Anchora, che veruno bechaio, o altra persona per lui, rechi o faccia recare alla taverna carne furtiva o morticina o inferma d’alcuna infermitade. Chi contro a ciò facessi, paghi per ciaschuna volta, per nome di pena, soldi venti di danari. Anchora, che veruno bechaio non possa nè debia tenere alla taverna da sera, per vendere carne, lume niuno. Chi farà contro a ciò, paghi per ogni volta soldi dieci di danari.

12. Che niuno sia impedito quando compra alcuna cosa.

Et se alcuno di questa arte fussi per comperare alcuna cosa che s’apartenessi alla detta arte, non sia veruno che lo impedischa, et quella non debbia adomandare infino a tanto che l’altro non è partito da merchato; a pena per ciaschuna volta, chi contraffarà, di soldi xx.
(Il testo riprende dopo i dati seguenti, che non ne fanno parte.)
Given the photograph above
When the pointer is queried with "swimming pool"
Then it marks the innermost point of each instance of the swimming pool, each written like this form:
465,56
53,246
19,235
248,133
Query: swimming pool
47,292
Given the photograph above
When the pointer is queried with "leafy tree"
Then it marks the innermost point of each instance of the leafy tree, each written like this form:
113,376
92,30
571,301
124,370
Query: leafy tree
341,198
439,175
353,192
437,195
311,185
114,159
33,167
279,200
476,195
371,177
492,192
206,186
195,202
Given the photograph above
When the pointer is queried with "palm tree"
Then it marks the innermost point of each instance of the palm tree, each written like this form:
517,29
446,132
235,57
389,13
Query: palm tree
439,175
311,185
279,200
13. Che veruno non faccia mala compagnia a veruno.

Anchora, chi farà mala compagnia o rea ideranza2, paghi per ciaschuna volta al nostro Camarlingo soldi venti di danari. Anchora, qualunque persona di questa arte non observassi gli Statuti et gli ordinamenti di questa arte, che sono scripti nel Brieve, paghi per ciaschuna volta soldi cinque.

14. Come i Rettori sieno tenuti risquotere tutte le scripture che all’arte s’apartengono, et dielle al Camarlingo.

Se advenisse che i Rettori, tutti acti et carte che all’arte s’apartengono, sì fatti come quelli che si faranno, non faranno venire alle mani del Camarlingo dell’arte infra un mese di poi l’entrata del loro uficio, e spetialmente le carte de’ discepoli dell’arte; paghi ciaschuno Rettore, per pena, soldi dieci: et se coloro che tengono i detti discepoli non ubidissono in questa parte i nostri Rettori, cioè di quello che imporranno loro, paghi ciascuno soldi dieci.
  1. Bestia morta di suo male.
  2. Così il manoscritto, che non è troppo corretto. La parola è storpiata, ma il senso pare di concorrenza, come oggi si direbbe.